I remember my mother one morning, readying me in my favourite white shirt and white shorts. The white shirt was a bit silken with different shapes and colours, reds, blues, pinks. Did I know they were shapes then? Colours? It just looked good. And leaving home with mom then was always exciting. I couldn’t wait to get on the road, see the big yellow and green buses, the strange faces of people on the street and whatever new gift I’d be given to see. I loved it.
We left early that day. It was unusual. Perhaps that’s why I missed most of my journey. After we had got into the bus that day, next thing I recall was Mum tapping me gently to wake up.
“Tuli kumpi kutuuka, zukuuka.”
I got up to explore where we were but nothing was familiar. There was a road on the left leading to huge compound where the car stopped and we got out. I started to worry a little. There were lots of other kids there on that day and I was led to sit with them. Mom left with a file and entered an office with a grey door. When she came out she said
“Bagenda kubuuza ebibuuzo naye totya, obidamu bulungi”.
I began to really get anxious now. Why was I here? Why were these people going to ask me questions? Why were there other children here?
“You’re going to start school soon” she said, this is your interview.
Mum had been saying that word intavyu quite often in the past few months. She would smile, touch my chin and say “You’re a clever boy. You can even read and colour. You will pass”. She loved reading to me stories from the Bible, especially the one of Benjamin. I would follow her fingers as they marked each word on the pages. Maybe in a way I learnt through that way.
Yet here sitting on the bench seeing other children go in, come out, go in come out, of that office with a grey door, I wondered if I was clever. I wondered what passing meant but knew it was important. And that’s when the pressure must have started. I knew somehow I needed to be better than the others. Nothing else came up. Not even discovery and meeting new people.
Years later I ask myself about each time I went to a new school. Was there a reason I was in school? Why did I have to be in school? Was it something written in cement, that once one was 3, he had to go to school and be with other children? Did the children ever know? Do they ever know why? Or are they just being herded because it is the norm?
At Nakasero, at Makerere College, the pressure was always on being the best. Passing challenges. The future was very far. If you were asked what you wanted to be when you grew up, the common answers were, “Doctor, Engineer…” Even I at one time said I wanted to be so without understanding what it was.
I never fell in love with learning, I focused on passing. The things I excelled at were things I found myself loving somehow. The words. The pictures. The numbers I hated.
There seemed no purpose.

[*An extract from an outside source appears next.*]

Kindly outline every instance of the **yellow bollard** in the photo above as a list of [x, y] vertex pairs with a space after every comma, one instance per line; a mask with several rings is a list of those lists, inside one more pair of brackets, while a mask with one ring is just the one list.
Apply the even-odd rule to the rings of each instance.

And when university approached, the future came closer. You needed to get a good degree for a job, a wife, kids and a good place to live. Again, being better than others seemed more important than learning because it would solve a future problem.
I recently wrote a review “Ebifananyi 6: Duc in Ultum”, which briefly chronicles the roots of St Mary’s College Kisubi. Why their motto is Duc in Ultum – cast into the deep. I felt as I wrote the review that in going to school, there must be a purpose brought before the one becoming a pupil or student. Why learn? Where are you going? What are you going to find? Why should I cast my nets into the deep? We cannot just go to school because it is time or someone said so.